On Grief

Last fall, my dog died. She had been acting lethargic. During a checkup, they found several large tumors covering her spleen, liver, and pancreas. It was already too late.

Joe Hudson talks about how grief is beautiful. How, when his dad died, the experience was wonderful. Since hearing this, I sort of got it. Crank equanimity up to 10, and everything can be okay. Beauty in all things. Or something like that.

All in theory. I've had a fortunate life so far in that deep loss hasn't been particularly close. 3 out of 4 grandparents have died, though all had long lives. It was their time. Some classmates I went to school with died, but we weren't that close.

I have plenty that I could have grieved, but it was never put straight into my face where I had to. That, of course, changed.


I want to tell you about her. Her name was Canelé, named after the French pastry.

She was my buddy. She'd lay next to me as I worked most days. She was wonderful. Incredibly smart, attune. Goofy, hilarious. She's the reason my wife became a vegetarian. She was deeply emotionally attuned. If I was upset, she'd provide gentle comfort. She helped me understand facets of love that I hadn't before. She believed in property rights — she would never mess with anything that wasn't hers. She never wanted to inconvenience us. She cared deeply about rules, and was pleased to enforce them. She had a herding instinct, and knew we didn't like it. She was always indifferent to her dog food. She loved carne asada tacos and poké bowls.

How the hell did domesticated wolves end up like this?

Our journey together was improbable. She was born in Taiwan, in a shelter. A vet took care of her for almost two years. We don't know a ton about her early life, but know there were small kids who played with her and loved her. They kept her until a dog rescue transported her to the US. Her adopted home fell through, and I found a profile of her on Overstock.com's Pet Finder. This was the first and last time I looked there. We weren't even seriously looking for a pet.

She was part Border Collie, part Taiwanese Mountain dog. True to name, she loved the mountains. She hiked and ran up many 14ers in Colorado, never tiring before us. She loved camping — it was the only time we let her sleep with us.


She died at home with us holding her. We knew it was the end. The night before, we invited friends—dogs and humans—over so everyone could say goodbye. Her decline was fast: 2 months from first appointment until death. Along the way, she kept her spirits up, but knew she was sick.

I remember the last walk we took. The last time she was able to climb the stairs. The last time she could jump into the truck. The last vet appointment. The last time she could eat. The last time I gave her pain and nausea medication.

That morning, we called the vet to make a euthanasia appointment. It's so strange how for pets, this is the norm. I suppose we're caretakers in life and death, and recognize the transition is hard. Or perhaps it's because we can't deal with it. But it felt like this was the right—or default—decision. We told her that the appointment was at 10am. She understood.
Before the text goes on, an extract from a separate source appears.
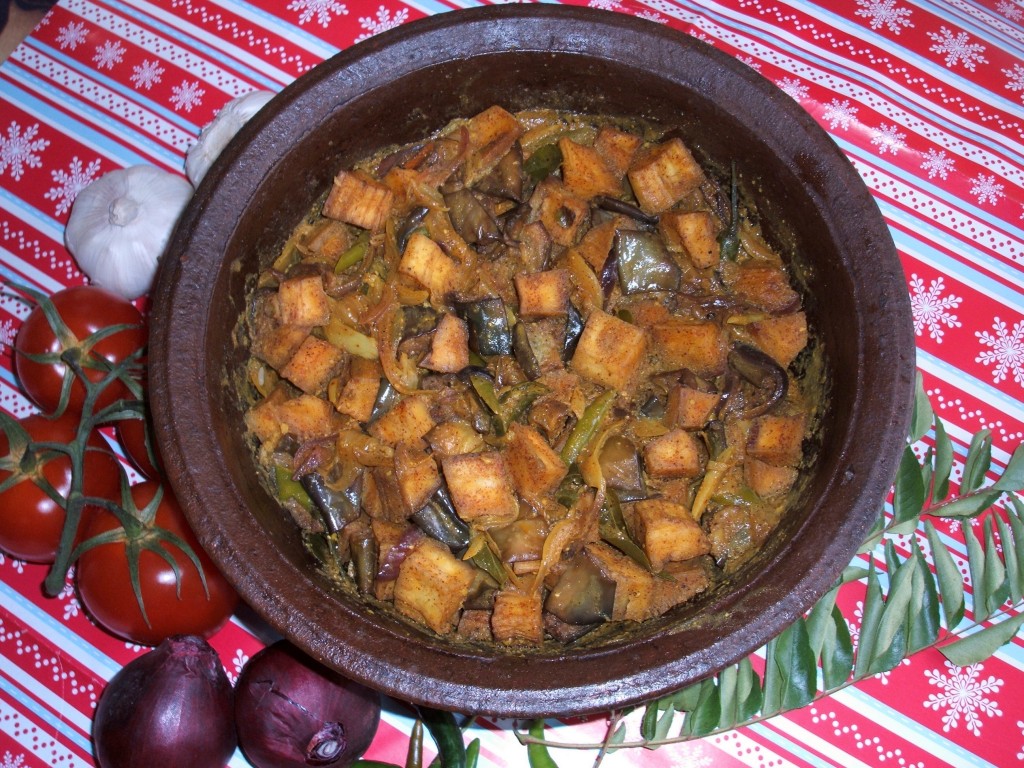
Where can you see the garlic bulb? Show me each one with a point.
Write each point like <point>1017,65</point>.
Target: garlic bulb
<point>120,225</point>
<point>214,137</point>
Our last moments together were in my backyard. It was a quiet day, blue skies, no wind. Nothing to do besides be together. Her laying on her brown blanket, the one she chewed through the week we got her. We took turns petting her and offering our gratitude. Saying she's a good girl. How proud of her I was. How we're sorry we didn't catch it sooner. How she died too young. Damnit why so soon.

True to form, she didn't want to inconvenience us. At 9:50am, before we left, she took her last breath.

I took what felt like my first. A gasp, finding rhythm again. I was alive, she was not. I saw the bright colors, the blue sky, all senses. She could not. We were separated by a wall with the one-way path between.


We left home to go to a friend's mountain cabin, and grieved.

I found the pit of pain, metabolized, and grieved some more. At times, quiet sadness. At times, loud convulsing. Going towards, not away. Through the tears, the tension, the longing, I saw it.

Beauty. Enjoyment. Connection. Pain. Richness. Power. Energy. Pain. Life. Delight. Love. Pain.

I was fortunate to have just enough self-work where I wanted to see it. Wanted to experience the depths and see what's through it. Wanted to feel without looking for the solution or resolution. Curious enough to see what's there, brave enough to go.


A week before, my wife said "I wish this on no one." Two weeks later, she said "I wish this on everyone."

It's a strange wish. Within the pain is this texture, a song. It was a language, new jazzy chords with accented notes. Strange, complex, messy beauty. Opportunity for heart opening. Affordances for not having everything figured out. It's a song that all loving beings learn, some more intimately than others.

It's not good, in the ice cream, amusement park, time in the woods sense. It hurts. My heart ached... aches. But it's not the type of pain that means STOP, NO, STOP. It's a rich sensation that I was scared of. Fullness, grief, longing, openness.

It was incredible gift. I got to experience this grief with my wife. I got to experience it with close friends. I'd share my grief with others, and those who knew the language and had open hearts offered connection. I found new love for her, new appreciation for the time we had together.

I don't really want you to lose any person or pet close to you. I miss her, and don't want to forget her. But, in this messy strange way, I hope you get to experience what I did.